In this paper, a novel demodulation scheme is proposed to demodulate minimum shift keying (MSK) signals and depress the impulsive noise. The combination of convolutional neural network (CNN) and GatedNet is able to achieve both demodulation and impulsive noise depression, which distinguishes the proposed scheme from others. Furthermore, considering the features of demodulation, the use and structure of GatedNet is redesigned in this demodulation scheme.
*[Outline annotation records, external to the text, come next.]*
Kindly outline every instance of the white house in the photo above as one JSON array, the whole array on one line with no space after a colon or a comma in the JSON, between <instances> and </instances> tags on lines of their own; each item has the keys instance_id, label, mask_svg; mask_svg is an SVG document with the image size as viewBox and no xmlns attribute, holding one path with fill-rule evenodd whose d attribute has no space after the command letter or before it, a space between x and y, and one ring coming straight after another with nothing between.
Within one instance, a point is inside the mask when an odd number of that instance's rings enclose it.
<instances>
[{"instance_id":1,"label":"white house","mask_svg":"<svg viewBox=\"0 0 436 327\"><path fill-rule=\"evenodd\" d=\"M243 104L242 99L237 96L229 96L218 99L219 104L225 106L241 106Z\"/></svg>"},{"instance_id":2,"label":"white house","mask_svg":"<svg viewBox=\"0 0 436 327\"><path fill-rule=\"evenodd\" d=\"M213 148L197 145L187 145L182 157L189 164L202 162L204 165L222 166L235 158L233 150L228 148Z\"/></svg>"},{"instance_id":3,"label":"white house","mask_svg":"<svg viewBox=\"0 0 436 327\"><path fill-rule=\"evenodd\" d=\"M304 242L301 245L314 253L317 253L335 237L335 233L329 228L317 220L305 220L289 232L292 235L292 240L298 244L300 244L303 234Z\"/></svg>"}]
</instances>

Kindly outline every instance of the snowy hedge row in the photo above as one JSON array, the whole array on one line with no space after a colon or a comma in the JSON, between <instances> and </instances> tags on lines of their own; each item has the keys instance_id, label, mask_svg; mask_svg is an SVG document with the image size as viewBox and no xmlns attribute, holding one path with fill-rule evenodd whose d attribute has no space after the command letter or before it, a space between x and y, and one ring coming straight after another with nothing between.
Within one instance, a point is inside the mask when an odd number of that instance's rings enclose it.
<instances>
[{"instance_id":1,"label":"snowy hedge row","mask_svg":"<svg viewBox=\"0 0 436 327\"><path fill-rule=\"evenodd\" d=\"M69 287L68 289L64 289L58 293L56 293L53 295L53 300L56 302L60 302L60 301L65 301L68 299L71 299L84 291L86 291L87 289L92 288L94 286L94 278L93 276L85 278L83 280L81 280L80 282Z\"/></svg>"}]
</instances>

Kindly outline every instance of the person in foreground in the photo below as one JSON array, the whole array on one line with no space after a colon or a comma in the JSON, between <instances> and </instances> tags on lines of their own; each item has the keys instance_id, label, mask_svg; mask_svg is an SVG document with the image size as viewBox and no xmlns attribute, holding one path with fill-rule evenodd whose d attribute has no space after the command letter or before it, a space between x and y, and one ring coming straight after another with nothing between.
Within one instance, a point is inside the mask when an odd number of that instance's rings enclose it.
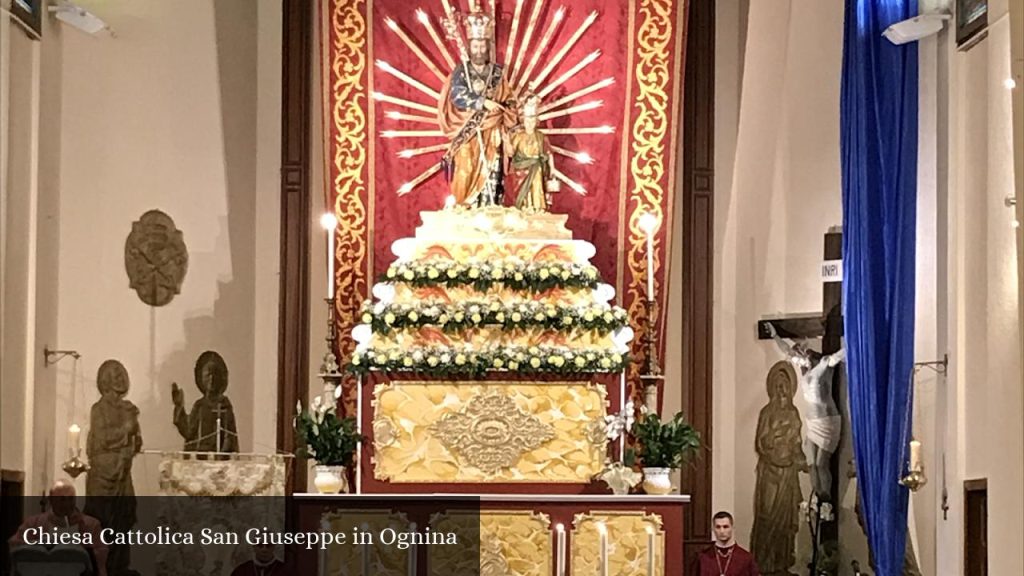
<instances>
[{"instance_id":1,"label":"person in foreground","mask_svg":"<svg viewBox=\"0 0 1024 576\"><path fill-rule=\"evenodd\" d=\"M84 515L75 504L75 485L67 480L58 480L50 488L49 509L43 513L25 519L17 532L8 541L12 550L22 546L32 545L33 542L26 542L24 536L26 531L32 530L33 534L52 534L59 532L88 532L91 535L92 544L83 547L91 557L96 574L106 576L106 544L103 544L99 537L99 521L91 516ZM42 539L38 537L38 539Z\"/></svg>"},{"instance_id":2,"label":"person in foreground","mask_svg":"<svg viewBox=\"0 0 1024 576\"><path fill-rule=\"evenodd\" d=\"M692 574L697 576L761 576L751 552L732 537L732 515L715 515L715 545L697 556Z\"/></svg>"}]
</instances>

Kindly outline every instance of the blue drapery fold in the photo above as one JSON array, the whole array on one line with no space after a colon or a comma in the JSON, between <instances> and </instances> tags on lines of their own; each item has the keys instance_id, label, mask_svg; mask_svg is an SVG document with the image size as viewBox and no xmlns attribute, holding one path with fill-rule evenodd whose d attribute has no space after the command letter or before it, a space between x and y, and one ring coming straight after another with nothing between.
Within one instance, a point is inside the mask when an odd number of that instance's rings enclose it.
<instances>
[{"instance_id":1,"label":"blue drapery fold","mask_svg":"<svg viewBox=\"0 0 1024 576\"><path fill-rule=\"evenodd\" d=\"M882 37L916 0L847 0L840 102L844 330L861 507L880 576L902 574L913 367L918 46Z\"/></svg>"}]
</instances>

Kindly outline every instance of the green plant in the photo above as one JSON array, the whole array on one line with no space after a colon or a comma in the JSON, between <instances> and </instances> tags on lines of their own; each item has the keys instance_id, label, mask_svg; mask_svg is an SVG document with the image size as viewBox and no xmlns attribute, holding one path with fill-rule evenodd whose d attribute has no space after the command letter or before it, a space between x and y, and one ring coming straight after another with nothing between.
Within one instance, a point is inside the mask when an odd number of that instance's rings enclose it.
<instances>
[{"instance_id":1,"label":"green plant","mask_svg":"<svg viewBox=\"0 0 1024 576\"><path fill-rule=\"evenodd\" d=\"M298 454L324 466L348 466L355 447L362 441L355 418L339 418L330 402L316 397L309 410L296 407L295 431L301 445Z\"/></svg>"},{"instance_id":2,"label":"green plant","mask_svg":"<svg viewBox=\"0 0 1024 576\"><path fill-rule=\"evenodd\" d=\"M700 448L700 433L677 412L663 422L657 414L646 414L633 423L637 457L646 468L678 468Z\"/></svg>"}]
</instances>

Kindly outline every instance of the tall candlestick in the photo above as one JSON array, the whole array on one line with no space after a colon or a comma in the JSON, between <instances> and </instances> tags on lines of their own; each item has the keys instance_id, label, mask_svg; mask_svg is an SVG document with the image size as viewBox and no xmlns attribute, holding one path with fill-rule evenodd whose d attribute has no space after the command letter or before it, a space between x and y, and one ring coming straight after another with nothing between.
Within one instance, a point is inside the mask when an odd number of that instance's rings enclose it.
<instances>
[{"instance_id":1,"label":"tall candlestick","mask_svg":"<svg viewBox=\"0 0 1024 576\"><path fill-rule=\"evenodd\" d=\"M68 428L68 449L75 453L82 449L82 428L78 424L72 424Z\"/></svg>"},{"instance_id":2,"label":"tall candlestick","mask_svg":"<svg viewBox=\"0 0 1024 576\"><path fill-rule=\"evenodd\" d=\"M558 536L558 557L555 559L555 574L565 576L565 526L559 524L555 527Z\"/></svg>"},{"instance_id":3,"label":"tall candlestick","mask_svg":"<svg viewBox=\"0 0 1024 576\"><path fill-rule=\"evenodd\" d=\"M654 529L647 527L647 576L654 576Z\"/></svg>"}]
</instances>

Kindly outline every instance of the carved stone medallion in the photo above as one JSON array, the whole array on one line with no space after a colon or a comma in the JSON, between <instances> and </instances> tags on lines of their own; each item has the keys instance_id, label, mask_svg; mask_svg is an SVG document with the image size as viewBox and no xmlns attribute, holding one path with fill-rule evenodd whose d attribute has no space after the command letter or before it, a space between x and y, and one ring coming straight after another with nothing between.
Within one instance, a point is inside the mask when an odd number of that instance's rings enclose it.
<instances>
[{"instance_id":1,"label":"carved stone medallion","mask_svg":"<svg viewBox=\"0 0 1024 576\"><path fill-rule=\"evenodd\" d=\"M473 397L460 412L445 414L431 431L445 448L486 474L513 466L524 453L555 437L554 428L495 390Z\"/></svg>"},{"instance_id":2,"label":"carved stone medallion","mask_svg":"<svg viewBox=\"0 0 1024 576\"><path fill-rule=\"evenodd\" d=\"M125 271L132 290L151 306L170 303L181 291L188 252L170 216L150 210L132 222L125 241Z\"/></svg>"}]
</instances>

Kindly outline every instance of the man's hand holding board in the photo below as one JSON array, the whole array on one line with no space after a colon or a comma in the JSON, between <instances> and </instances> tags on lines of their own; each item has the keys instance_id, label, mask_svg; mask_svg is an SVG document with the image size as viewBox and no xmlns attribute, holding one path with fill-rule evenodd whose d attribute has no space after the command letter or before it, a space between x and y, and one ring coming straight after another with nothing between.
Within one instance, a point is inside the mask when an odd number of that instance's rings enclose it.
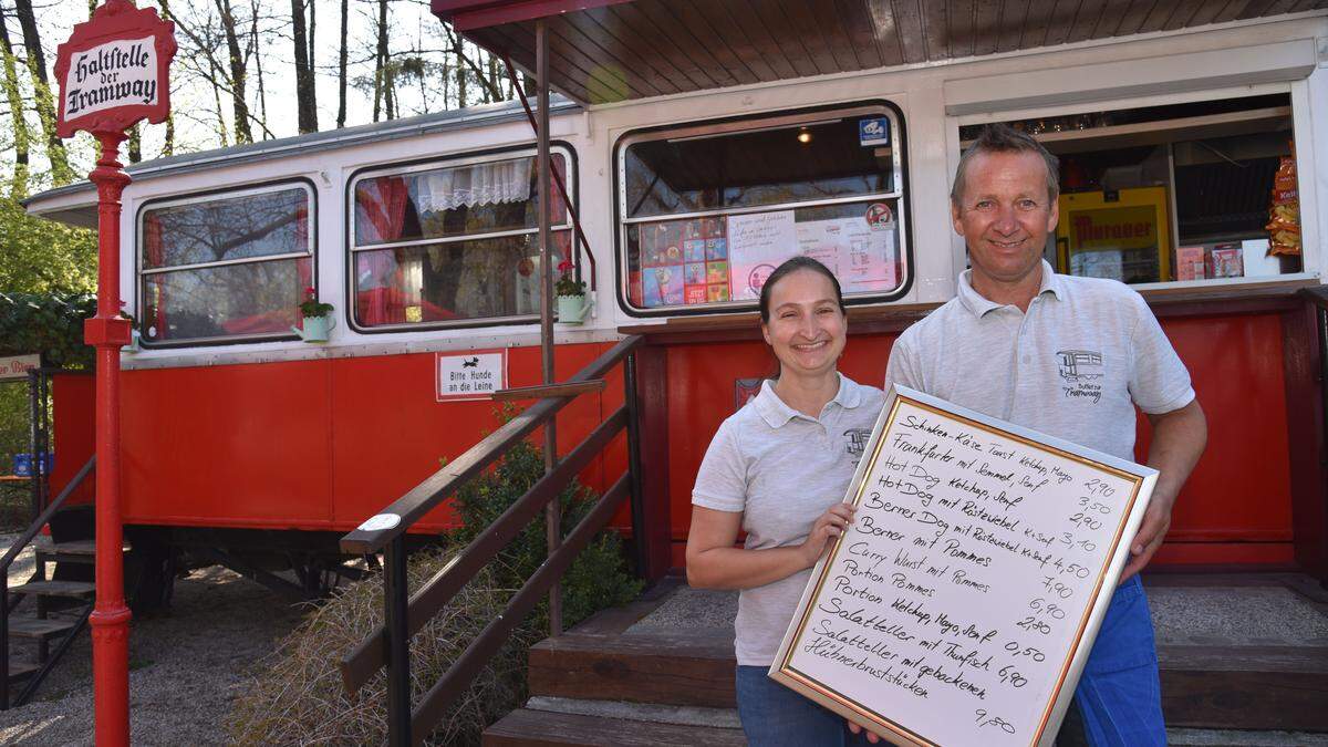
<instances>
[{"instance_id":1,"label":"man's hand holding board","mask_svg":"<svg viewBox=\"0 0 1328 747\"><path fill-rule=\"evenodd\" d=\"M1050 744L1157 476L896 387L770 677L899 744Z\"/></svg>"}]
</instances>

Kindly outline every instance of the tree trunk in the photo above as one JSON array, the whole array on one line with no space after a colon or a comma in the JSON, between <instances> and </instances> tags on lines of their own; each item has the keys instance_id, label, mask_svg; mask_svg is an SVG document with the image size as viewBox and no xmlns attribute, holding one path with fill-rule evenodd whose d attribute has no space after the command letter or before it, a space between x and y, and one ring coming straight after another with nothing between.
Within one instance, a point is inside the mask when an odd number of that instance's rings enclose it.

The simulation results demonstrate that this scheme can improve demodulation performance about 2dB under impulsive noise, compared with the demodulation based on coherent sequence detection and an impulsive based branch metric, whose performance can closely approach the performance of maximum likelihood algorithm.
机译:在本文中,提出了一种新的解调方案来解调最小移位键控(MSK)信号并按下脉冲噪声。卷积神经网络(CNN)和GENATEDNET的组合能够实现解调和脉冲噪声抑制,这将所提出的方案与其他方案区分开来。此外,考虑到解调的特征,在该解调方案中重新设计了GeatedNet的使用和结构。仿真结果表明,与基于相干序列检测的解调和基于脉冲的分支度量,该方案可以在脉冲噪声下提高约2dB的解调性能,其性能可以密切地接近最大似然算法的性能。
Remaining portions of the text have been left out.